Aaron Johnson’s, in the words of the gallery owner, “psychedelic intimacy”, portrays an originality in the viscosity of colors which he shapes into abstract beauty. Encounter with an Angel, 2025 is one such example. At 40” x30” x 11.5” its constancy in the depiction of swirling illuminates, though not with a glamorously sparkling of bright. It is a subdued yet impressionable subteley of the mixture, nay, blending, which circulates the composition unto a happy balance of primary, secondary, and tertiary colors. Does this assembly seek a divine contact? Does it presuppose a higher life, beyond mortality, is succulently light and playful with its harmonious medley and cosmic ideas? Perhaps a return to an original source, unvarnished in informing with delightful content, reminds the subject of a loftier place to rest one’s mind’s eye.

‘Cactus Blossom Girl’ (2024). Aaron Johnson. Acrylic on canvas. 16″ x 12″. Courtesy of the artist and La BEAST Gallery. All Rights Reserved.

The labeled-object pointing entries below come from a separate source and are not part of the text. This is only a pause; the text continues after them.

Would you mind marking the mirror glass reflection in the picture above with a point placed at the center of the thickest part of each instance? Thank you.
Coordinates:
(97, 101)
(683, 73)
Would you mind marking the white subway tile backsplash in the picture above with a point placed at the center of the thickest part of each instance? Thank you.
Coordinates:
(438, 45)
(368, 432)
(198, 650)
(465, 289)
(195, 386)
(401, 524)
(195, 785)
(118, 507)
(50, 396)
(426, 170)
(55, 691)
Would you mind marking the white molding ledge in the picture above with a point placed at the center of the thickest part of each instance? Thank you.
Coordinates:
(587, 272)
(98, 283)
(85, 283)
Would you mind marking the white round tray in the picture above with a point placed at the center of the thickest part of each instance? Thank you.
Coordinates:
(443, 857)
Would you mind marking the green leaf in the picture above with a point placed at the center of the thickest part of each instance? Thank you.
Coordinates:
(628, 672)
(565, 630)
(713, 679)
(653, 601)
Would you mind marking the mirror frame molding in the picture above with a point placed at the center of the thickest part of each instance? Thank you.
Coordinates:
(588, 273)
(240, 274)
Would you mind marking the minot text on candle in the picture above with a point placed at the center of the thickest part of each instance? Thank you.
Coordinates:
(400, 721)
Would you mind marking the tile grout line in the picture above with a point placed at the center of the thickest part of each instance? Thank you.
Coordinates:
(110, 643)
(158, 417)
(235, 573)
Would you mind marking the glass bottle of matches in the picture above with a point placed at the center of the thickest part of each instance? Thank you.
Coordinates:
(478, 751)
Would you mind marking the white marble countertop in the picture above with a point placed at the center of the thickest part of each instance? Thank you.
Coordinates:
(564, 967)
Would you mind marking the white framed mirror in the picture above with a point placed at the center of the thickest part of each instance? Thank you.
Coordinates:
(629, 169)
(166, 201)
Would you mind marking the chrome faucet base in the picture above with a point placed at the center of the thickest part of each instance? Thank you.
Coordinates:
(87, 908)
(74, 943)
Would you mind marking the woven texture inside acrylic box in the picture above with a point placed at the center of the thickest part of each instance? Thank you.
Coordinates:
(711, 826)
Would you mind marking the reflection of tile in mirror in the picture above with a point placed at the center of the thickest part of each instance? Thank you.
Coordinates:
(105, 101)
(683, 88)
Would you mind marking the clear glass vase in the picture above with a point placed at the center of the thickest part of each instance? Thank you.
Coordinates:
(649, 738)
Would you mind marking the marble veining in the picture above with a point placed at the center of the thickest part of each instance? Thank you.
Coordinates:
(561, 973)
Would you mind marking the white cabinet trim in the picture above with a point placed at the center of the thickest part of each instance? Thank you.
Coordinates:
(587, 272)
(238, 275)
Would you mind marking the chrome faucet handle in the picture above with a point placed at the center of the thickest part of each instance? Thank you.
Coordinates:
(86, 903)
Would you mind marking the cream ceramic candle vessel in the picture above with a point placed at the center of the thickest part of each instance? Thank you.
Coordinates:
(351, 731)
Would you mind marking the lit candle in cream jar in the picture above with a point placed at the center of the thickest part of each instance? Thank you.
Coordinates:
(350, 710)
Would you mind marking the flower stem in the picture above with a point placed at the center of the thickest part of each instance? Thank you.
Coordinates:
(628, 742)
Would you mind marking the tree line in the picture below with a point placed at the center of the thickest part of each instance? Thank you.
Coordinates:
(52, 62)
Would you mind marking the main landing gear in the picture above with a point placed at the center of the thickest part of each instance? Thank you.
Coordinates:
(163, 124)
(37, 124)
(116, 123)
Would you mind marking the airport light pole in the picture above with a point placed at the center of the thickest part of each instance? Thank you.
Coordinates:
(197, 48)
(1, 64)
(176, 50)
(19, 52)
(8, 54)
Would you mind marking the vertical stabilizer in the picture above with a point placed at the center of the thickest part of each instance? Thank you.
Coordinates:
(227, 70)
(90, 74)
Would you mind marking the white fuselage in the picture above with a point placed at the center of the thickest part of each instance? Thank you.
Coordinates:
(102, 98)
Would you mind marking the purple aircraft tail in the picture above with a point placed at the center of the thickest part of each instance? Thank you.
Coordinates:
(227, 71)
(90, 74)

Similarly, his Cactus Blossom Girl, 2024 emphasizes an abstraction with rotary forms – with possibly a playful hair-curler idea in its 16” x 12” composition. I’m appreciative of the anthropomorphic abstraction; with certifiable lips yet a difficult move onto painting eyes without a horrid glare staring back. That odious feat unto balancing the harmony – yet without an exertion – of yellow; a modicum of cheekiness without crassness; and more pseudo-cosmic-space-life-fauna forming what appears to be hair – cactus blossoms at that – is commendable of accolade. Indeed, the pink lips which are in a hue which is sweet yet not sugary is consistent with such an artist who informs the world of delicacy with his artful tones.

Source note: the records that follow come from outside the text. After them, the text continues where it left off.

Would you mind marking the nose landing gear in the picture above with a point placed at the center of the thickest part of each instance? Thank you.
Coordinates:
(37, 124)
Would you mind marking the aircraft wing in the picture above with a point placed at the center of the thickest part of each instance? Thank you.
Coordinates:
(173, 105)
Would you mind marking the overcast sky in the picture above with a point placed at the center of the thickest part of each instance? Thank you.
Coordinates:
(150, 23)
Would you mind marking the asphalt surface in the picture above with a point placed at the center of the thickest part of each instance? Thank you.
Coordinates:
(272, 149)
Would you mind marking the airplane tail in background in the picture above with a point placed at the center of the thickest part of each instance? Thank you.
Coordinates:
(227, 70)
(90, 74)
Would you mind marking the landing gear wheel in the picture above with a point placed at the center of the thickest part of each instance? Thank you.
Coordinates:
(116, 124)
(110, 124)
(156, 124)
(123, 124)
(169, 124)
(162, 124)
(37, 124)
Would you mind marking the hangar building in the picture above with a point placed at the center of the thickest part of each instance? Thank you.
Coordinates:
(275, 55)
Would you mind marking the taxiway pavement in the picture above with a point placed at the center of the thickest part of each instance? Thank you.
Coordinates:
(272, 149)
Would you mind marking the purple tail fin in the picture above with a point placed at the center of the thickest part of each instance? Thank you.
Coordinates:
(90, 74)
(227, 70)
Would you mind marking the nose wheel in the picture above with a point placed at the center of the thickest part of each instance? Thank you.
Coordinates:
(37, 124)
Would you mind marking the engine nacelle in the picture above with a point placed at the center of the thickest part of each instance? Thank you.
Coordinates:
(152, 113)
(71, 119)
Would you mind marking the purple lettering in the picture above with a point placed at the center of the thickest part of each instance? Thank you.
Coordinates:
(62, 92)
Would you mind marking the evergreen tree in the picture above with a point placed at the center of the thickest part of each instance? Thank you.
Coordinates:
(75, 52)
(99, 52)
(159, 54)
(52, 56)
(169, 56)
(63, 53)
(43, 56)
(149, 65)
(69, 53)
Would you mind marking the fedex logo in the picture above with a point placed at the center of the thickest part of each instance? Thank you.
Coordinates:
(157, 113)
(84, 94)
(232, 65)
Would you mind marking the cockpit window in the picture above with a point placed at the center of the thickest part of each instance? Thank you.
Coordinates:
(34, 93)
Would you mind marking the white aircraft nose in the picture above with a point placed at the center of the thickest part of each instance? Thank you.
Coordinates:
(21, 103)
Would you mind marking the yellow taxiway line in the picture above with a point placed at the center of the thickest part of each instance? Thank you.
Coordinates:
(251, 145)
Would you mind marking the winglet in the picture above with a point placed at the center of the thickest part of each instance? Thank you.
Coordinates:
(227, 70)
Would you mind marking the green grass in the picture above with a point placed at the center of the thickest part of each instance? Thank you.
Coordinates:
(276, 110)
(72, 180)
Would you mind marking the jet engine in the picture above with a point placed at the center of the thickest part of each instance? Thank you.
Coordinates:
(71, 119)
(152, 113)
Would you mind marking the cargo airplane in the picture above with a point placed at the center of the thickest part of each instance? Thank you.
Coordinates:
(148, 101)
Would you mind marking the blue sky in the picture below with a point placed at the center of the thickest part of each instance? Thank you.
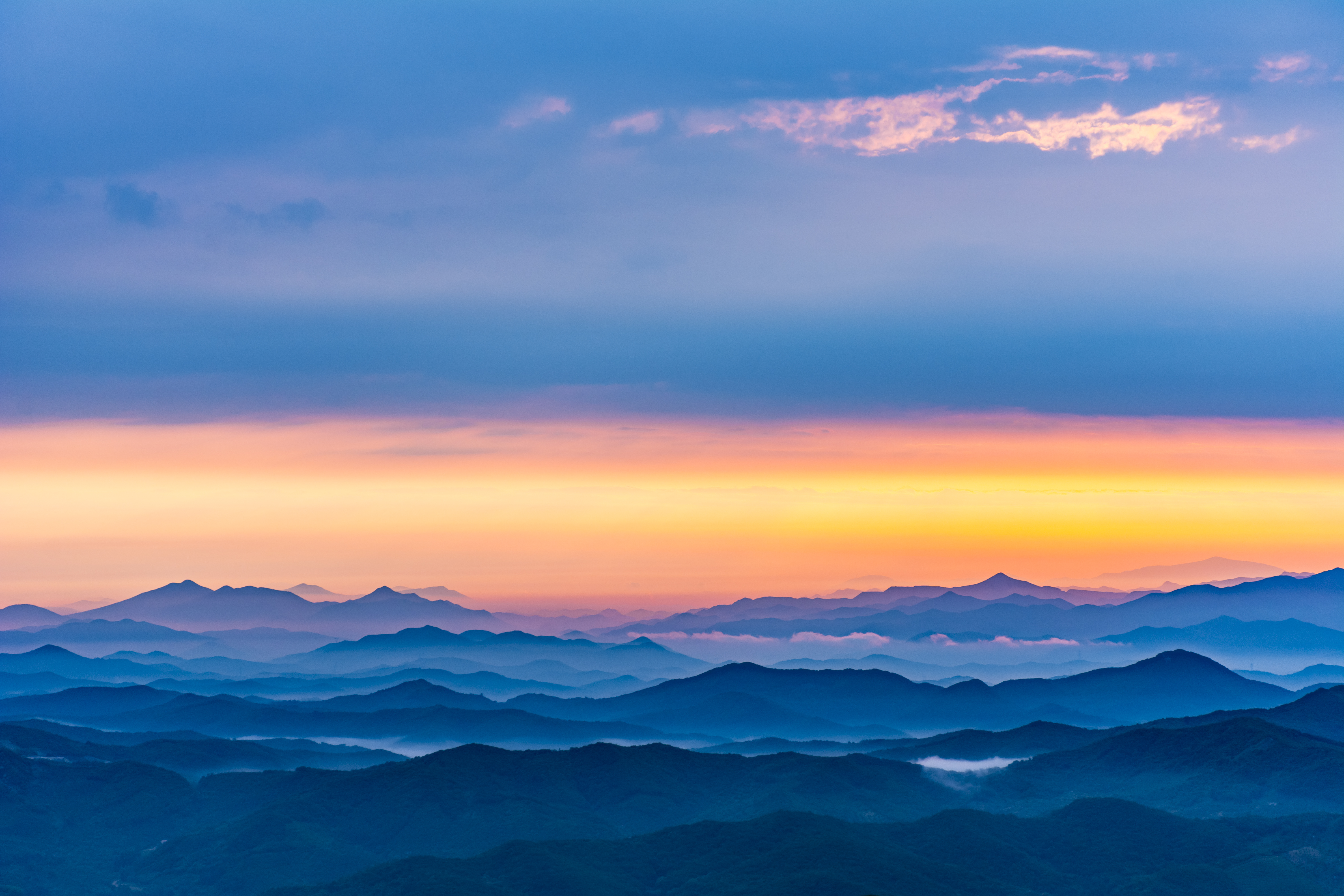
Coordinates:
(218, 210)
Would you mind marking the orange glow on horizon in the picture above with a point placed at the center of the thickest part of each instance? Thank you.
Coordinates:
(655, 512)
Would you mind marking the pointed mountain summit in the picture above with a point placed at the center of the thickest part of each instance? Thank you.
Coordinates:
(384, 593)
(1002, 586)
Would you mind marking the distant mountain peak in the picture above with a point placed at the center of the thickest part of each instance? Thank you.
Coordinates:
(53, 651)
(1003, 578)
(384, 593)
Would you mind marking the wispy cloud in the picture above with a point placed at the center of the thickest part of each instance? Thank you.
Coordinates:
(1271, 144)
(1107, 131)
(130, 205)
(1005, 641)
(302, 214)
(1111, 68)
(1283, 68)
(642, 123)
(544, 109)
(869, 125)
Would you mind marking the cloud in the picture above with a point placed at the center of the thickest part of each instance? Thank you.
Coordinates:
(870, 125)
(1114, 69)
(130, 205)
(545, 109)
(968, 766)
(858, 639)
(302, 214)
(1283, 68)
(1107, 131)
(1005, 641)
(642, 123)
(1271, 144)
(702, 123)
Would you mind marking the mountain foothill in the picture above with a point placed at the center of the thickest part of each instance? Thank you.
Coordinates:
(249, 741)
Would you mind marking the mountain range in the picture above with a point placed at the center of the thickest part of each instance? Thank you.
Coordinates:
(1093, 848)
(1174, 683)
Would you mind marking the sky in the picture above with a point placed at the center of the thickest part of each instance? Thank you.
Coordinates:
(635, 304)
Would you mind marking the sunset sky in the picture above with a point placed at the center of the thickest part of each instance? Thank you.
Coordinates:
(663, 304)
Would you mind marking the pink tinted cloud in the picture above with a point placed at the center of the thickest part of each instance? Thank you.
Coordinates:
(642, 123)
(1009, 61)
(869, 125)
(545, 109)
(1283, 68)
(1271, 144)
(1107, 131)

‘Tomales Bay Swim with Heavy Cloudscape’ (2025). Rob Moss Wilson. Acrylic on canvas with redwood frame. 13″ x 13″ x 1.5″. Courtesy of the artist and LA BEAST Gallery. All Rights Reserved.
Mr. Rob Moss Wilson moves away from the psychedelic and therefore completely absent the bizarre – not that there is anything wrong with that. I would claim his artworks are delightfully innocuous. Works which are absolutely – totally and completely – void of stirring the senses with anything but gladness. And how simple it is, to return to natural simplicity. What is wrong with the styling of natural beauty, and the water – so quintessentially summertime – with a fun depiction of humans in harmony? That the mind can rest itself with the contentment of a pacific enjoinment is enrichment.

‘Naked Surf Sesh Paddle Out. (2025). Rob Moss Wilson. Acrylic on canvas with redwood frame. 13″ x 17″ x 1.5″. Courtesy of the artist and La BEAST Gallery. All Rights Reserved.
Naked Surf Sesh Paddle Out, 2025, for instance, is cherubically enjoyable in what would otherwise be blasé to a surftown. Then again, how many surf towns are nudist colonies? This consistency with an innocence in Nature, as an affirmation of how humans ought to be, which is carefree, is worthy of experience. To then pattern daily. With each other.